4. Reactivity to objects, people or other animals
If your dog is reactive to other people or animals it might take some time for you to learn all of your dog’s triggers. Sometimes they may warn you and others they may not. It is important to learn what is triggering to your dog and try to remove or minimize these triggers while you work with your dog. You may never be able to completely eliminate triggers. Working with a trainer and building trust with your dog may make them less reactive. If not, you may need to make modifications to how you live and work with your dog. In severe cases, where reactivity is due to fear and anxiety you also may want to work with your vet and consider medication.
It is okay if your dog doesn’t like to socialize with people or other dogs. It is your job to recognize that preference and advocate for your dog. People may say things like “Oh, dogs love me” or “It’s okay, I am a dog person” or that their dog is friendly. That does not give them permission to interact with your dog. Remember, it is your job to be your dog’s protector and advocate. Be clear in your no and be prepared to remove your dog from any situation where someone cannot respect your dog’s wishes.
If your dog is biting you, other dogs, members of your family, or strangers this can be a very serious issue. You should know your responsibilities under the law in your state. Some states do require dog bites to be reported. If your dog has a history of biting they may be labeled a “dangerous dog”. Requirements and responsibilities can vary by state. At a minimum, you should assume you will be responsible for any damage done by your dog. You also want to make sure your dog is properly licensed and up to date on vaccines. Failure to be up to date on vaccines, especially rabies can cause more issues and require anyone bitten to undergo additional painful treatment. (A series of rabies shots.)
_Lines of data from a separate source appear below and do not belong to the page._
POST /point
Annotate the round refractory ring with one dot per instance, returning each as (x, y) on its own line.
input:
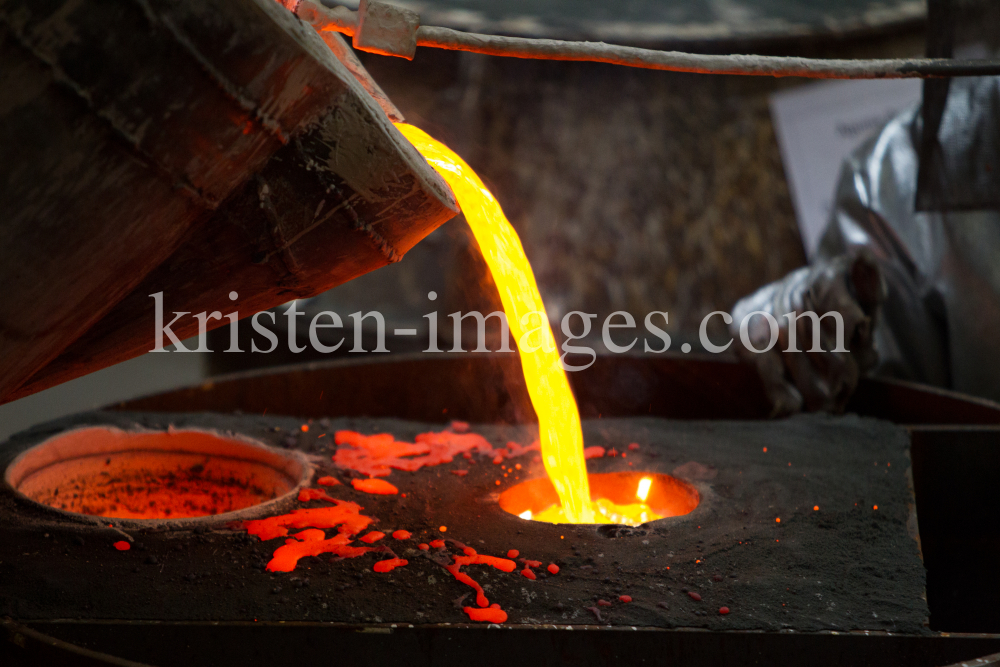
(173, 475)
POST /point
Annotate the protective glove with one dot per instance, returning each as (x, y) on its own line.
(810, 379)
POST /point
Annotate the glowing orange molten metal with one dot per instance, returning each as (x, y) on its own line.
(558, 418)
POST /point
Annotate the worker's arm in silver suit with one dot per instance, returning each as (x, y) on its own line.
(872, 268)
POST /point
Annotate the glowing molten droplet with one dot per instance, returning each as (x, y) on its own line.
(493, 614)
(643, 491)
(558, 416)
(305, 495)
(375, 486)
(390, 565)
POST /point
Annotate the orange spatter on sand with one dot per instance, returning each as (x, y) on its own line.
(499, 563)
(377, 455)
(313, 543)
(493, 614)
(345, 514)
(390, 565)
(305, 495)
(479, 559)
(378, 487)
(455, 569)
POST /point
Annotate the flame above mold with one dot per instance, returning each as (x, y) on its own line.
(629, 498)
(560, 432)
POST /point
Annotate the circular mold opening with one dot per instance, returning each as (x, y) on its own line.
(664, 495)
(108, 472)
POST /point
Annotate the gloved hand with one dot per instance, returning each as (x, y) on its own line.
(851, 285)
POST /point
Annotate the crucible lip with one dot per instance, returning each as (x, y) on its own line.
(284, 472)
(671, 497)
Like we’ve said, if you are seeing this extreme behavior you will have to decide what is best for your dog and keeps everyone involved healthy and safe. You should take bites seriously and discuss with your dog’s vet and potentially the shelter or rescue. You may be able to have your dog wear a muzzle in public spaces. You can train your dog to wear a muzzle with some treats and practice.
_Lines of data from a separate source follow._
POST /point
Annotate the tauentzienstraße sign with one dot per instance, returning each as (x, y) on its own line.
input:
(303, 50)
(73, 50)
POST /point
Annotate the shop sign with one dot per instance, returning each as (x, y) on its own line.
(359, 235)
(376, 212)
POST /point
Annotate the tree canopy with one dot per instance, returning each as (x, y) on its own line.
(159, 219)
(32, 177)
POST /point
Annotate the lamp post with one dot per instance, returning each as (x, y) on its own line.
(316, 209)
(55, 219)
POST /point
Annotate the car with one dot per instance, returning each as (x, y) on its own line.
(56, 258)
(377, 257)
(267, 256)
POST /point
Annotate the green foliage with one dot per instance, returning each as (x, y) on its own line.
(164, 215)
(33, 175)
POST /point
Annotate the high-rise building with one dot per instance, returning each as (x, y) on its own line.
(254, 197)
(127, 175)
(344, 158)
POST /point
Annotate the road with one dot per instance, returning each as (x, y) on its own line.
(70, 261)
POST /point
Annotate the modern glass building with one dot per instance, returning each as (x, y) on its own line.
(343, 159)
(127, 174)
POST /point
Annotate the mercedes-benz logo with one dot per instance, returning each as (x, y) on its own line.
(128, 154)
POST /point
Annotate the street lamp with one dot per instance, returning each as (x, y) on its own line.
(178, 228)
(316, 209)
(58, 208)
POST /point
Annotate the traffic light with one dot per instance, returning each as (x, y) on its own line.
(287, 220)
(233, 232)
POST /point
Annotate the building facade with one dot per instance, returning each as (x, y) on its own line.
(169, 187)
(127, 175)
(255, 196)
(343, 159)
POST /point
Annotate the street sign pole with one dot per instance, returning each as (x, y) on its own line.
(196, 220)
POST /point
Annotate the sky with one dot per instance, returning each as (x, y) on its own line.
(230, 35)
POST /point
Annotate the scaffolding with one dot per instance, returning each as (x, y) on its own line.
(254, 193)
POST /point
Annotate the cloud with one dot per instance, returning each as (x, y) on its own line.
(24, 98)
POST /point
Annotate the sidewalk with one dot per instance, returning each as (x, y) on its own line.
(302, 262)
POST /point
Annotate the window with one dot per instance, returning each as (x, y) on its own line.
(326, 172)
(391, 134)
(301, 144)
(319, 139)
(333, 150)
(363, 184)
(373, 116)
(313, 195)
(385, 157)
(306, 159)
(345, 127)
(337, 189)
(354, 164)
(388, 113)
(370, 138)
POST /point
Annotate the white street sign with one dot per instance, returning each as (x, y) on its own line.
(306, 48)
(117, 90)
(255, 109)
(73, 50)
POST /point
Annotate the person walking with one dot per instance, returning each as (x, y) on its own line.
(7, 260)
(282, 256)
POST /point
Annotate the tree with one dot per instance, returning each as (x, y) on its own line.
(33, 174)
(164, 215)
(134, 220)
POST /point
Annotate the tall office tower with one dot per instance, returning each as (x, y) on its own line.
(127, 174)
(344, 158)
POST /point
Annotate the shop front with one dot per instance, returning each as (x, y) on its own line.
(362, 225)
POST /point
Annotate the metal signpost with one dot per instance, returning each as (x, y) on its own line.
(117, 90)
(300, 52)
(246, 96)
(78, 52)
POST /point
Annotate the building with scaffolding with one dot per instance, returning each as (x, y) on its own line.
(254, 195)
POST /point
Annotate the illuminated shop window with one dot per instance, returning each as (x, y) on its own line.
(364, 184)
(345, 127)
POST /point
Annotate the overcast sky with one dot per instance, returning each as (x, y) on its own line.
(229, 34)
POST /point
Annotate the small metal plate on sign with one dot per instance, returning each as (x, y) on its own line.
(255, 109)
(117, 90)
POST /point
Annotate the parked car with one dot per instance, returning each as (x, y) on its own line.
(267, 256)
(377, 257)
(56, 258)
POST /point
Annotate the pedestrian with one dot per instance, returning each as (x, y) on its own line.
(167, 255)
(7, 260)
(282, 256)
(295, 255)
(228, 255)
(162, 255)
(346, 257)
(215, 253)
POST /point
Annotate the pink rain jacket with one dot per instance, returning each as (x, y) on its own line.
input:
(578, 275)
Hundreds of thousands of dogs pass through shelters every year. Many of them are success stories full of love and happy endings. That doesn’t mean there isn’t hard work involved. Shelter workers, volunteers, foster parents, and of course adopters all work together to ensure as many dogs as possible end up in good, loving homes and lead wonderful lives. At Ollie, we are grateful for all of these people and happy to provide delicious and nutritious food for you to serve to your newly adopted best friend.